Tuesday, August 7, 2007

Online Ad Sales Growing, But Not At 'Premium' Sites

Written by Josh Catone / August 7, 2007 / 0 comments

According to an article in the Financial Times today, online ads are expected to outsell those in print newspapers in the US by 2011. A study by Veronis Suhler Stevenson (VSS), FT reports, predicts ad spending online will grow to $62 billion over the next three years, compared to $60 billion for newspapers.

The bad news for American newspaper publishers, though, is that Internet ad growth at traditional media outlets is also slowing -- so they're being squeezed on both sides. Separately today, the New York Post is reporting that the New York Times, the Washington Post, CNET, and other premium web publishers have all seen slowing ad sales over the past year. "Online ad growth at the Washington Post fell to 11 percent in the second quarter, compared with 36 percent a year earlier," writes the Post's Holly Sanders.

"People are still buying display ads, but they are buying them elsewhere and for less than if they bought them from AOL or Yahoo!," said Jupiter Research analyst David Card.

This shift is benefiting newcomers - such as social networking sites like Facebook, MySpace and YouTube - at the expense of more established rivals that were once considered "must buys."

"We have a lot more choice and a lot more options out there," said T.S. Kelly, head of research at Media Contacts, the interactive arm of media buying firm MPG.

What does this mean? It means two things. First, this is likely great news for Google. Google's Adsense program is the du jour method of advertising for small, long tail web sites. Cheap opportunities for advertisers to spread their ad dollars to many smaller, perhaps more targeted sites, instead of large ad buys on major mainstream content producers and portals, means great news for Google and smaller ad networks like Burst Media and Gorilla Nation, who handle the advertising on many of those sites.

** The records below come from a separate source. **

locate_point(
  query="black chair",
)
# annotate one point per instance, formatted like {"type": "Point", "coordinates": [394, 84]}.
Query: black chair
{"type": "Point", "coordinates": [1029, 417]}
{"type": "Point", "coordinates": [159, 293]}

Second it means we should get ready for the bubble talk. A lot of people will likely point to the online advertising collapse of the 1990s where CPM rates tumbled as a result of too much inventory. Take this from Silicon Alley Insider, for example:

"The situation is also reminiscent of the late 90s, when freely flowing venture capital created so much online inventory so fast that prices collapsed, driving a whole generation of start-ups out of business. The problem now is not VC money; it's the ease with which new online media businesses can be established. But it will likely lead to the same result."

(Emphasis mine.)

The VSS report mentioned above indicates that online ad spending is increasing overall, however, so it doesn't appear there is any problem of excess inventory -- it is just a shift in where that inventory is located. As the New York Post article notes, the recent consolidation in the online ad industry is partly the result of the large sites like AOL and Yahoo! wanting a piece of non-premium ad sales action. So while this may be bad news for premium content producers like newspapers, it is good news for whoever is controlling the sale of these so-called non-premium ads.